Proprio qui si radica l’ambiguità della sua figura: se da un lato fu mediatrice indispensabile, dall’altro la sua collaborazione con Cortés la rese, agli occhi di molti, corresponsabile del successo della spedizione e dunque della sottomissione delle civiltà indigene. L’autore Manuel Ammazzalorso mette bene in luce questa tensione, mostrando come La Malinche non possa essere ridotta né a semplice traduttrice né a traditrice ma debba essere compresa nella complessità del suo tempo e delle sue scelte.

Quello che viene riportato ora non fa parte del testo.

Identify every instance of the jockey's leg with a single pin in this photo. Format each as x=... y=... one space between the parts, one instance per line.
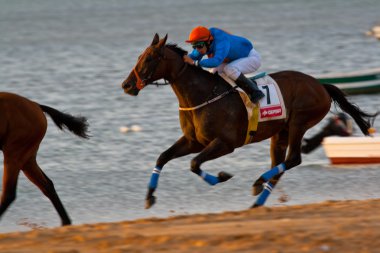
x=236 y=70
x=215 y=149
x=181 y=148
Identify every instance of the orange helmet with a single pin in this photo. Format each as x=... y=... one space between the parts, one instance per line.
x=199 y=33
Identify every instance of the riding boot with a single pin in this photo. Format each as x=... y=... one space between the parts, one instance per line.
x=250 y=87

Ne emerge una figura liminale: una donna che, muovendosi con intelligenza tra linguaggi, simboli e poteri contrapposti, finì per diventare uno degli strumenti decisivi e al tempo stesso uno dei simboli più controversi dell’incontro-scontro tra civiltà che diede origine al Nuovo Mondo.

Interessante è il dialogo implicito con il pensiero di Tzvetan Todorov, che interpreta La Malinche come archetipo dell’ibridazione culturale. Ammazzalorso sviluppa narrativamente questa prospettiva: la protagonista diviene così anticipatrice di una condizione identitaria che trascende il contesto coloniale: non più mera vittima né semplice collaboratrice ma soggetto capace di appropriarsi degli strumenti dell’alterità per ridefinire se stessa e il proprio mondo.

Il contesto è ricostruito con cura e linguaggio accessibile, senza appesantimenti eruditi: la complessità delle società indigene, le dinamiche del potere coloniale, il ruolo della donna nella conquista vengono restituiti con chiarezza e profondità.

La Malinche. Prima traduttrice (o traditrice) del Nuovo Mondo è un’opera che invita a riconsiderare categorie consolidate e a interrogarsi sul significato stesso di identità, appartenenza e mediazione. Ammazzalorso offre al lettore uno spazio critico in cui la storia si rivela nella sua irriducibile complessità e proprio per questo nella sua più autentica verità.